The Guardian view on trying times: of course unhappiness has risen
I t is 10 years since the UK government began to measure happiness. As part of its annual population survey, the official statistics body now asks interviewees questions about their satisfaction, mood and sense of life being “worthwhile”. Not surprisingly, given present circumstances, the news at the moment is not good. While there isn’t a full decade’s worth of data yet, the most recent findings were on the gloomy side: measures of personal wellbeing significantly worsened in 2020, while anxiety reached record highs.
In a pandemic, what would you expect? Not joy, for sure. But Covid is far from the only shadow looming over us. The climate emergency and declining living standards are the most obvious reasons for pessimism. Many younger people, in particular, are filled with fears about a future that older people may never see, while millions face an increasingly difficult struggle to secure the basics of life (housing, food, health). Citizens Advice has warned that the upcoming £20 a week cut to universal credit could drive 2.3 million people into debt.
The wellbeing index was launched with good intentions – above all, that governments should pay more attention to subjective experience – and accompanied by a welter of claims from psychologists and others that new “mind-training” techniques (such as mindfulness meditation) and cognitive behavioural therapy could help deliver a much-needed boost to public health. Self-evidently, this isn’t how things turned out. If anything, the past few years have seen even greater concerns about unhappiness, particularly among teens.
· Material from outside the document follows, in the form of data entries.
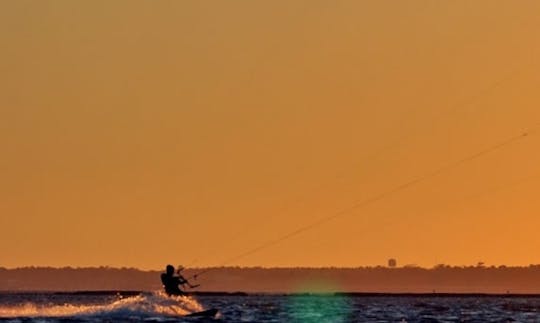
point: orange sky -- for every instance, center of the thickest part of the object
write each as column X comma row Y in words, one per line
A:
column 137, row 133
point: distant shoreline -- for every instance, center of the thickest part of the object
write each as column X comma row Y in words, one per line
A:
column 126, row 293
column 364, row 281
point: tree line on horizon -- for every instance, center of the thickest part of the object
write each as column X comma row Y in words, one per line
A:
column 441, row 278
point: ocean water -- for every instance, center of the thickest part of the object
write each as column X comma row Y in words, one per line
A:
column 157, row 307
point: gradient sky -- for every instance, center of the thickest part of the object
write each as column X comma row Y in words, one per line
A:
column 140, row 133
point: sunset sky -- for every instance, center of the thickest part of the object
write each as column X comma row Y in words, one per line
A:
column 140, row 133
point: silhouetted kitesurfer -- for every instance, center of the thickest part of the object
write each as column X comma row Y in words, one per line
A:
column 172, row 283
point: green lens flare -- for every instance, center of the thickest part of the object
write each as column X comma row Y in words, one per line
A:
column 315, row 301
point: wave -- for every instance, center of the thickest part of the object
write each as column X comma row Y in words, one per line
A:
column 143, row 305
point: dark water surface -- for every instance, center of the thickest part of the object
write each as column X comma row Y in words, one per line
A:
column 156, row 307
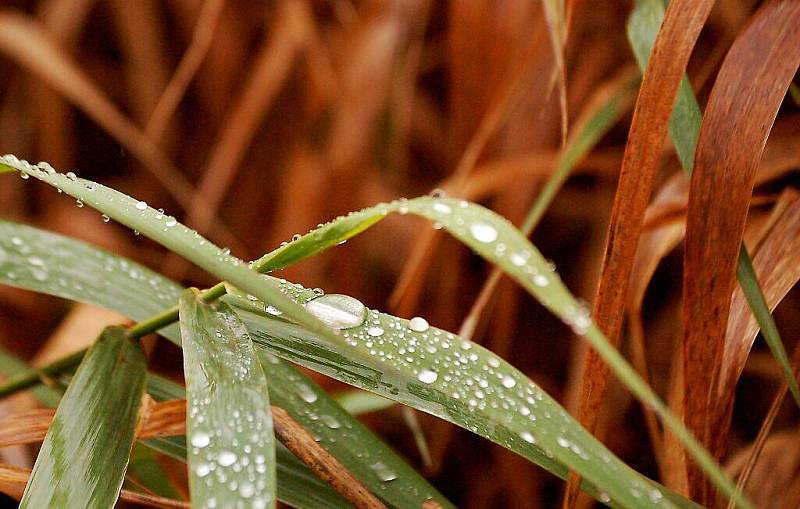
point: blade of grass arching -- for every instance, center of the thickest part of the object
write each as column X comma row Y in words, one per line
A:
column 228, row 422
column 482, row 234
column 11, row 366
column 46, row 262
column 165, row 230
column 297, row 486
column 83, row 459
column 604, row 110
column 737, row 122
column 359, row 402
column 476, row 226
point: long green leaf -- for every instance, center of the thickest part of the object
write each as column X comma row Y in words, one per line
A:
column 228, row 422
column 78, row 271
column 684, row 129
column 83, row 458
column 490, row 236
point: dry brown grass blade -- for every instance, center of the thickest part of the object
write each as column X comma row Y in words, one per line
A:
column 682, row 24
column 777, row 264
column 406, row 291
column 766, row 427
column 328, row 468
column 207, row 22
column 13, row 481
column 774, row 480
column 162, row 420
column 741, row 110
column 24, row 40
column 270, row 71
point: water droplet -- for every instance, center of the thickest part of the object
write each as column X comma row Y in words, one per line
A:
column 427, row 376
column 540, row 280
column 338, row 311
column 331, row 422
column 483, row 232
column 247, row 489
column 418, row 324
column 226, row 458
column 200, row 439
column 272, row 310
column 383, row 472
column 518, row 259
column 306, row 393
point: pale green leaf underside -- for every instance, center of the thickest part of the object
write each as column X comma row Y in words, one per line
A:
column 83, row 458
column 495, row 239
column 228, row 418
column 74, row 270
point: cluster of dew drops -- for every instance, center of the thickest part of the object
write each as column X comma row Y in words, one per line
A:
column 452, row 368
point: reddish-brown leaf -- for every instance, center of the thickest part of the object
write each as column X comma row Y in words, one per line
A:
column 741, row 110
column 681, row 27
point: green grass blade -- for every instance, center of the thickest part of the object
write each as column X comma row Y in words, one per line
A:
column 490, row 236
column 83, row 458
column 81, row 272
column 459, row 381
column 228, row 421
column 359, row 402
column 684, row 129
column 168, row 232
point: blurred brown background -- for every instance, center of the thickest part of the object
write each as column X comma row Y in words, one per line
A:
column 283, row 114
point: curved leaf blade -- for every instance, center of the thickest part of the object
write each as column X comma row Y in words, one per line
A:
column 83, row 458
column 79, row 271
column 229, row 423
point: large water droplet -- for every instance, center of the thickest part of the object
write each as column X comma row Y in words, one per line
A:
column 418, row 324
column 226, row 458
column 338, row 311
column 483, row 232
column 427, row 376
column 383, row 472
column 200, row 439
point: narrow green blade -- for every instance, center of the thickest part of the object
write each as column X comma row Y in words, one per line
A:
column 83, row 458
column 228, row 418
column 81, row 272
column 490, row 236
column 684, row 129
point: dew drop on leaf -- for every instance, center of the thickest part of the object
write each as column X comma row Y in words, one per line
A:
column 427, row 376
column 483, row 232
column 337, row 311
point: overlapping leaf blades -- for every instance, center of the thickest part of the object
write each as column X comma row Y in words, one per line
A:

This week, a report from the Children’s Society backed this up. It pointed to a “significant decline” over the past decade, with a headline figure of 6.7% of children who report feeling unhappy, and other findings including an increase in the number of boys dissatisfied with their appearance. Alongside concerns about children and a general perception of worsening mental health (or of longstanding problems going untreated), the past few years have also seen a new focus on loneliness, with efforts to address this championed by the murdered MP Jo Cox.
But what can policymakers really do about any of this? Invest in mental health services, certainly. Parity of mental with physical illness has been endlessly promised but never delivered. The pandemic means that the prospect is more remote than ever, and the autumn spending review must bring new resources, for example, to tackle waiting times. If the government does not do this it will be failing the public, including some of its most vulnerable members, in a very serious way.
But beyond funding mental health services properly, the answer is surely that the principal role of government is not to lift people’s spirits but to focus on their material needs. Criticising those who saw only misery among the labourers he wrote about, Thomas Hardy asserted in the 1880s that “wherever a mode of supporting life is neither noxious nor absolutely inadequate, there springs up happiness of one sort or other”. It is concerning but not surprising that many people are struggling to find reasons to be cheerful – and even less surprising that those who are worst off, and most insecure, are struggling most of all.